138 Cong. Rec. S4781-01, S4783-84 (daily ed. April 2, 1992) (emphasis added).
At a hearing on Domingues’ motion to correct the illegal sentence, the district court concluded that the sentence was not facially illegal and, thus, it lacked jurisdiction to correct the sentence; on March 7, 1997, the district court issued an order denying Domingues’ motion. Domingues appeals from this order.
DISCUSSION
Domingues contends that pursuant to the ICCPR, imposition of the death sentence on one who committed a capital offense while under the age of eighteen is illegal. ICCPR, 999 U.N.T.S. at 175. Although the United States Senate ratified the ICCPR with a reservation allowing juvenile offenders to be sentenced to death, Domingues asserts that this reservation was invalid and thus this capital sentencing prohibition set forth in the treaty is the supreme law of the land. See 138 Cong. Rec. S4781-01, S4783-84 (daily ed. April 2, 1992). Domingues contends that his death sentence, imposed for crimes he committed when he was sixteen years old, is thereby facially illegal. See Edwards v. State, 112 Nev. 704, 708, 918 P.2d 321, 324 (1996) (recognizing the inherent power of the district court to correct a facially illegal sentence); Anderson v. State, 90 Nev. 385, 528 P.2d 1023 (1974). We disagree.

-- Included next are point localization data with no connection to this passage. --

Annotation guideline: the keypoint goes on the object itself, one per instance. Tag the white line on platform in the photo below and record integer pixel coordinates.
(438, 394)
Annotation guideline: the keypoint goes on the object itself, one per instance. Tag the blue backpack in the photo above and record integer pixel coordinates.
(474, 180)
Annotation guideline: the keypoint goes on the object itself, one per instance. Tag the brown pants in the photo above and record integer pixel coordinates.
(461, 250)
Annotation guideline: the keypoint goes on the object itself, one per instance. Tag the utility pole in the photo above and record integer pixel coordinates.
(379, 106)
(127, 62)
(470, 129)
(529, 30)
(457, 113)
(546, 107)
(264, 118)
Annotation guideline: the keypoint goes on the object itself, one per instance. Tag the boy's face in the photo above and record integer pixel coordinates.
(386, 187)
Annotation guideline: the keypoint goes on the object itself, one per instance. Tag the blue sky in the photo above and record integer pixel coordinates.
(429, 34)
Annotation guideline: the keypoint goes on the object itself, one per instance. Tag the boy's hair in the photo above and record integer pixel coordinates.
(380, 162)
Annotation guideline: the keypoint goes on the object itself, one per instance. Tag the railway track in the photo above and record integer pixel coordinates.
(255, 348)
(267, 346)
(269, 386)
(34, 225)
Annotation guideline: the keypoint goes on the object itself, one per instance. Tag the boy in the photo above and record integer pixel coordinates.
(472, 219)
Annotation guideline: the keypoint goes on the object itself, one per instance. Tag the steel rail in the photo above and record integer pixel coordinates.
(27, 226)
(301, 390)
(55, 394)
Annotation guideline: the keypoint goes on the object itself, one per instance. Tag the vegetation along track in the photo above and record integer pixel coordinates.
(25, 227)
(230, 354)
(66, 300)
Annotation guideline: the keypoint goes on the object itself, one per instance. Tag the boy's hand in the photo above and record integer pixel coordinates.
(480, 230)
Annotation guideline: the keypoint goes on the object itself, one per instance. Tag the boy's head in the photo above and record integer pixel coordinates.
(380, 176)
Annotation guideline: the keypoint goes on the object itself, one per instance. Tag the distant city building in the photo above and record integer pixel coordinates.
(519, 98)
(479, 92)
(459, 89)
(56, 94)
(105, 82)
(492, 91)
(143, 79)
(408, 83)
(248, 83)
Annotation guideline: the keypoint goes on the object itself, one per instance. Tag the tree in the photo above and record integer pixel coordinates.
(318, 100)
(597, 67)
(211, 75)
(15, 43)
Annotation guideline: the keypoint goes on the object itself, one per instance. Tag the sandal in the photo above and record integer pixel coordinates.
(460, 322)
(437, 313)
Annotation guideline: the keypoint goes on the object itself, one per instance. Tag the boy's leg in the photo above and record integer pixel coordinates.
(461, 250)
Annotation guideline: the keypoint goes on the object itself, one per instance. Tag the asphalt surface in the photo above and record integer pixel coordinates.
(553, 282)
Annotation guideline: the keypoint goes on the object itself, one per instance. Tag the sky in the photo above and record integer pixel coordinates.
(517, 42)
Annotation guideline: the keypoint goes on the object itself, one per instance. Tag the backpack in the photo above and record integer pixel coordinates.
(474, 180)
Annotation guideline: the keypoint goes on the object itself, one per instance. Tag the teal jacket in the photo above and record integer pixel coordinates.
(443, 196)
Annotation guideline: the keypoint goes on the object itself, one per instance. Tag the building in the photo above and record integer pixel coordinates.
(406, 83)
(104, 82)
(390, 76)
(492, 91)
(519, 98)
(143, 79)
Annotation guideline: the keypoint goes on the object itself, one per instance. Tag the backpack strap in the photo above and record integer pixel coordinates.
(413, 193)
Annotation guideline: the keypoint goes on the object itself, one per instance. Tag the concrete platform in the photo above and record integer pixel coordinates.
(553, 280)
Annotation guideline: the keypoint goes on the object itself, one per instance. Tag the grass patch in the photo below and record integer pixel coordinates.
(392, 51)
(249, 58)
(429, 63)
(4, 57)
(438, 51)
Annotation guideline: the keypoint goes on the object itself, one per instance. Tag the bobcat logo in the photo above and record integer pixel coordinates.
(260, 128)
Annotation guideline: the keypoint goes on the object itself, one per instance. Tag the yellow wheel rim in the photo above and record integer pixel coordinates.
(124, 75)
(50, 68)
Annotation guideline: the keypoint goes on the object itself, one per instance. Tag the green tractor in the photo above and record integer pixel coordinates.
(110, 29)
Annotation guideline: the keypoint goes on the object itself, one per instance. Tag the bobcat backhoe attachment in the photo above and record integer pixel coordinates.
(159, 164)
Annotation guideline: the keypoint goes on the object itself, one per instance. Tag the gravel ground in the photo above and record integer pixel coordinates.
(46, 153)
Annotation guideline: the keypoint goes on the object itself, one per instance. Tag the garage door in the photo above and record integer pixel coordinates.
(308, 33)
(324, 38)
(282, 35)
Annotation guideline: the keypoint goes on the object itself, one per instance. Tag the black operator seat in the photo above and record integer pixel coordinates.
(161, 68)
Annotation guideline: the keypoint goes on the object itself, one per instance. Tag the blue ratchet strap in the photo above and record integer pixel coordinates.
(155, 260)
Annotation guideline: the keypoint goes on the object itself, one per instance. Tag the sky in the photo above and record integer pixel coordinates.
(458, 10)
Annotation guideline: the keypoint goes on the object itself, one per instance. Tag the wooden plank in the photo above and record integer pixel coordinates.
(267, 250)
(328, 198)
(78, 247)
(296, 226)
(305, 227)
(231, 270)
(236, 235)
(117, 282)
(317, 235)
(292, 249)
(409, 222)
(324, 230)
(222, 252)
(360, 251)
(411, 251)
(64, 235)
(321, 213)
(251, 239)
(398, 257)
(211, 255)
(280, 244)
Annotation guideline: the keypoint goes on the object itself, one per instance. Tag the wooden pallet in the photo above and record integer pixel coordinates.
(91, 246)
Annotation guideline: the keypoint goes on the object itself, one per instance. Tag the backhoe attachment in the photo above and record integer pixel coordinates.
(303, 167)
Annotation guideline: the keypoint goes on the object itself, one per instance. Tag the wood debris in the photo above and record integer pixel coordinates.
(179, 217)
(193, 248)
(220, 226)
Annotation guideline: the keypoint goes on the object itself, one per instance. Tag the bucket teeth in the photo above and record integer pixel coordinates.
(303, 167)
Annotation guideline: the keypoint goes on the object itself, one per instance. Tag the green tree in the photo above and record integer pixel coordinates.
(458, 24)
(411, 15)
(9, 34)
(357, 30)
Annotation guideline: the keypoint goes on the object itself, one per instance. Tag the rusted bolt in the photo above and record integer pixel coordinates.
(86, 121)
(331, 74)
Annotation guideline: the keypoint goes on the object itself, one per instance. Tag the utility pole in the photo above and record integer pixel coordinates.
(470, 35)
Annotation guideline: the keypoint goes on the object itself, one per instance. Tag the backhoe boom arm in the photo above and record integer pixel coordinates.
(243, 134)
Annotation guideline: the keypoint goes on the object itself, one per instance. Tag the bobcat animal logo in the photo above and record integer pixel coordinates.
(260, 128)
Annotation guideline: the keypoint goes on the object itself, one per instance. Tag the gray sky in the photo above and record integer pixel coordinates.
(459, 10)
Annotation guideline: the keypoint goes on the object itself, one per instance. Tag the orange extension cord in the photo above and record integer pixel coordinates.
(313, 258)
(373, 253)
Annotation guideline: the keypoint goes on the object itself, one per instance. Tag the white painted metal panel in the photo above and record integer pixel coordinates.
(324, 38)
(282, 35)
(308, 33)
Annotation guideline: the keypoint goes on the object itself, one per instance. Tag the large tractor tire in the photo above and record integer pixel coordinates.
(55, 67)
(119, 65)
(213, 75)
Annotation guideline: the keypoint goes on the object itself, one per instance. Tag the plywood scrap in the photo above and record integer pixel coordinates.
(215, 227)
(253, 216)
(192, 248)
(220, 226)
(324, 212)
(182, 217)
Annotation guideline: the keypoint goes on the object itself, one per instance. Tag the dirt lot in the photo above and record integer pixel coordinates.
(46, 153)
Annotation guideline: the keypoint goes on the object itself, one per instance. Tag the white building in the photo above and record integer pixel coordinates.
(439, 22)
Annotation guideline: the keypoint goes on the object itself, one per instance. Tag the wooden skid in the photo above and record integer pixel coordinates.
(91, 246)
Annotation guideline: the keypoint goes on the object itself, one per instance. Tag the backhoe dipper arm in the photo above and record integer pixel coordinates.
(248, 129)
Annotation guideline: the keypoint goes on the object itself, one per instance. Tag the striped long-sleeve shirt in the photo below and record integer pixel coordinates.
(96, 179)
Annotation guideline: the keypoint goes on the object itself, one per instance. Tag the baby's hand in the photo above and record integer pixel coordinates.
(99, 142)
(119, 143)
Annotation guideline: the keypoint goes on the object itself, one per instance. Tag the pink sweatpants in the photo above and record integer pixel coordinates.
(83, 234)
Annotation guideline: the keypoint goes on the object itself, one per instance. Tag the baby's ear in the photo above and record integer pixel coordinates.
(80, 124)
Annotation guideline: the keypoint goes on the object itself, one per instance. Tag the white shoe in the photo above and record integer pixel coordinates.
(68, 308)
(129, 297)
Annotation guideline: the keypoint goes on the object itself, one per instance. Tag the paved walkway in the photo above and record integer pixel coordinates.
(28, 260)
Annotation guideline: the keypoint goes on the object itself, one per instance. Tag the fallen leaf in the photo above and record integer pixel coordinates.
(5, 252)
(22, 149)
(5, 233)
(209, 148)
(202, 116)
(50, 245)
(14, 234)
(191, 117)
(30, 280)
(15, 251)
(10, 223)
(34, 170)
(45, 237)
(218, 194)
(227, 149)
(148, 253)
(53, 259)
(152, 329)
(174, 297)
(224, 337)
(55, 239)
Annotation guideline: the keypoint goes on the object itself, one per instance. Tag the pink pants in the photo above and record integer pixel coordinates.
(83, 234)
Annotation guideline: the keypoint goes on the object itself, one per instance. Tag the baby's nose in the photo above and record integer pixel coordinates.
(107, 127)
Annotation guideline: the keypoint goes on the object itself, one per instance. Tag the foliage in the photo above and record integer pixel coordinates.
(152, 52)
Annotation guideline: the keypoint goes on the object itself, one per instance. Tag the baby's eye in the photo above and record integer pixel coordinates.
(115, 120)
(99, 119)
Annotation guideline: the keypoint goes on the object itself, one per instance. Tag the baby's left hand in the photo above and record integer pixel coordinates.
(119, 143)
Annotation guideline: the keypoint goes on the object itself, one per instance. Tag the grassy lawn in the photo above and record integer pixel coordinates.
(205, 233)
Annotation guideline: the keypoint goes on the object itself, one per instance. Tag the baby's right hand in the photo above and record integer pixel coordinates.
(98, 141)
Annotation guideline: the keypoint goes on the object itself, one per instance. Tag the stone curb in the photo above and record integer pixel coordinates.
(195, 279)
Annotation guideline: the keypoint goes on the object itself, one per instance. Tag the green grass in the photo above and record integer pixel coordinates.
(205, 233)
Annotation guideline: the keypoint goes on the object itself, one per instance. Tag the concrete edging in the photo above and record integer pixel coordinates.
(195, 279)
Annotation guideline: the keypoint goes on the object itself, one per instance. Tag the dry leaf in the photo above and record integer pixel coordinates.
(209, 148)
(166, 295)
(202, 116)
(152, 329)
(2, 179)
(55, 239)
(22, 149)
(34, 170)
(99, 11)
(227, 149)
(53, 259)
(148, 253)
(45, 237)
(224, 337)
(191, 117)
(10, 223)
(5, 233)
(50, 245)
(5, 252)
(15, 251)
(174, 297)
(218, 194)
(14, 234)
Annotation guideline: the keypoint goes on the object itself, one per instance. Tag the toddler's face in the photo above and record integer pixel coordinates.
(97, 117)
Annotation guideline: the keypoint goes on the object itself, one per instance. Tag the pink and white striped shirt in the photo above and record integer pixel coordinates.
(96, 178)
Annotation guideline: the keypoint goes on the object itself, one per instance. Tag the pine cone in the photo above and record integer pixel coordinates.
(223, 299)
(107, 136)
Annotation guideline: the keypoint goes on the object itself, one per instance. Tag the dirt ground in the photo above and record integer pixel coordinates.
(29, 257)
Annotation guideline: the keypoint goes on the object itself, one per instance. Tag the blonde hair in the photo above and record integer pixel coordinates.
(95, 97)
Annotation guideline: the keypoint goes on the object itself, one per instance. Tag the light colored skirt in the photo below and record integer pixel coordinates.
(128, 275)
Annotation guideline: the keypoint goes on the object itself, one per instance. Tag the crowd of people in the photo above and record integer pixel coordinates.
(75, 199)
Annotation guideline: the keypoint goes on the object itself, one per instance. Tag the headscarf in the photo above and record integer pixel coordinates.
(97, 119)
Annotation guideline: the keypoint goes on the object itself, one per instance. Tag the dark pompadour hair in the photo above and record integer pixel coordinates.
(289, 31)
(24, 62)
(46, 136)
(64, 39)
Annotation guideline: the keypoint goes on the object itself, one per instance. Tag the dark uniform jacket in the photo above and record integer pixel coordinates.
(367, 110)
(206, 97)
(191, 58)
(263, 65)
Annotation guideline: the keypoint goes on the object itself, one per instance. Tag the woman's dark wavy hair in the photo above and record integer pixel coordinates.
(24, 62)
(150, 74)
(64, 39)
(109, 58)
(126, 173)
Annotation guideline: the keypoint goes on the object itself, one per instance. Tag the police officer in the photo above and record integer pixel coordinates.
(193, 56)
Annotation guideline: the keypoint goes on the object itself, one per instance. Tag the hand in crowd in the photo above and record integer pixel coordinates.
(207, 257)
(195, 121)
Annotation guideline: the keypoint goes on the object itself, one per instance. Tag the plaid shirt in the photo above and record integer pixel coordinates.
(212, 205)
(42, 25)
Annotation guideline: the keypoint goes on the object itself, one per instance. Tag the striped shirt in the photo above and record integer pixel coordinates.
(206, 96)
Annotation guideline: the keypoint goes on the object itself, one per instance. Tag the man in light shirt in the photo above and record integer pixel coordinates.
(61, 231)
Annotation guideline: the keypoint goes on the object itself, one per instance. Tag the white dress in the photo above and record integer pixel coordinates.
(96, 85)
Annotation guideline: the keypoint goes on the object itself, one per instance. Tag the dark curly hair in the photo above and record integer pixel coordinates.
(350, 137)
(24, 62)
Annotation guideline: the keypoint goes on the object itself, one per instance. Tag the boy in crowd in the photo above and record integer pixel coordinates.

We conclude that the Senate’s express reservation of the United States’ right to impose a penalty of death on juvenile offenders negates Domingues’ claim that he was illegally sentenced. Many of our sister jurisdictions have laws authorizing the death penalty for criminal offenders under the age of eighteen, and such laws have withstood Constitutional scrutiny. See Stanford v. Kentucky, *786492 U.S. 361 (1989); Ved P. Nanda, The United States Reseiyation to the Ban on the Death Penalty for Juvenile Offenders: An Appraisal Under the International Covenant on Civil and Political Rights, 42 DePaul L. Rev. 1311, 1312-13 (1995).
NRS 176.025 provides that the death penalty shall not be imposed upon individuals who were under sixteen years of age at the time that the offense was committed. Because Domingues was sixteen at the time he committed a capital offense, we conclude that the death penalty was legally imposed upon him. Accordingly, we affirm the decision of the district court denying Domingues’ motion to correct the sentence.
Shearing, J., and Blake, D. J., concur.2According to the State, Domingues’ petition for writ of certiorari to the United States Supreme Court raised the issues of whether this court’s statutory review of his sentence violated due process and whether this court’s review of his sentence violated the Eighth Amendment.